Il taglio delle accise c’è ma non si vede: diesel a un passo dai 2,20 euro al litro e benzina intorno ai 2,05 euro. In Sardegna torna l’allarme per il caro carburanti, con il costo dei rifornimenti che continua a mettere sotto pressione famiglie, lavoratori e imprese di trasporto. La riduzione delle accise, attesa come un intervento capace di frenare i rincari, rischia così di essere assorbita dall’aumento dei prezzi alla pompa.
Per chi percorre ogni giorno decine o centinaia di chilometri, la situazione è sempre più pesante. Il diesel, utilizzato soprattutto dai mezzi pesanti e dai veicoli commerciali, sfiora quota 2,20 euro al litro, mentre la benzina si mantiene attorno ai 2,05 euro. Numeri che trasformano ogni pieno in una spesa significativa e che rischiano di avere conseguenze a cascata sull’intera economia dell’Isola.
L’allarme riguarda innanzitutto i trasportatori. Per camion, furgoni e mezzi utilizzati per le consegne, il carburante rappresenta una delle principali voci di costo. Quando il prezzo del diesel aumenta, diventa inevitabile fare i conti con margini sempre più ridotti o con la necessità di trasferire parte degli aumenti sul costo dei servizi e delle merci trasportate.
E in Sardegna il problema è ancora più delicato. La distanza dalla Penisola e la necessità di movimentare via terra una grande quantità di prodotti rendono particolarmente pesante l’incidenza dei costi logistici. Un diesel vicino ai 2,20 euro al litro non è quindi soltanto un problema per chi guida un camion: può finire per pesare sul prezzo finale della merce sugli scaffali.
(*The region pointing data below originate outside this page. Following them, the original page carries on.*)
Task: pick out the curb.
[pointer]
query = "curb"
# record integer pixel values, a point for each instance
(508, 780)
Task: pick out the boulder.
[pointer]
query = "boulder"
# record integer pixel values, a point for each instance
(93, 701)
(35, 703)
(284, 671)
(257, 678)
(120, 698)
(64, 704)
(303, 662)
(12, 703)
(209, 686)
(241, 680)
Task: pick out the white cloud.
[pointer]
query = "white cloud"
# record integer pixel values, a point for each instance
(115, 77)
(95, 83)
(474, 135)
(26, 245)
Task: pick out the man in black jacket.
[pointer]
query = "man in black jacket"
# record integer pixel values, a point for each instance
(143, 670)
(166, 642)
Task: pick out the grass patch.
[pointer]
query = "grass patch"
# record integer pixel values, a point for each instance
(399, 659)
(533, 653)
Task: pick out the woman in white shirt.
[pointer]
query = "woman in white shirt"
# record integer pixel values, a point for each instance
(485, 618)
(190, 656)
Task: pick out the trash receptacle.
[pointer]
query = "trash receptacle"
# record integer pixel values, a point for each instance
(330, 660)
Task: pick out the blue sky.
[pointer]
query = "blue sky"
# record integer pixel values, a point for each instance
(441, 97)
Ma l’emergenza riguarda anche le famiglie. In un’Isola dove l’auto resta spesso indispensabile per spostarsi tra piccoli centri, raggiungere il posto di lavoro o accompagnare i figli, il caro carburante si traduce direttamente in una riduzione del reddito disponibile. Ogni pieno costa di più e lascia meno spazio nel bilancio familiare per le altre spese.
Il paradosso è che il taglio delle accise avrebbe dovuto attenuare proprio questo impatto. Ma se il prezzo industriale e le altre componenti del costo continuano a crescere, il beneficio fiscale rischia di diventare quasi invisibile per il consumatore.
Il timore, dunque, è che il caro carburanti possa alimentare una nuova spirale di aumenti, dal trasporto delle merci ai beni di consumo. Per la Sardegna, già alle prese con costi logistici strutturalmente elevati, si tratta di un ulteriore elemento di pressione su famiglie e imprese.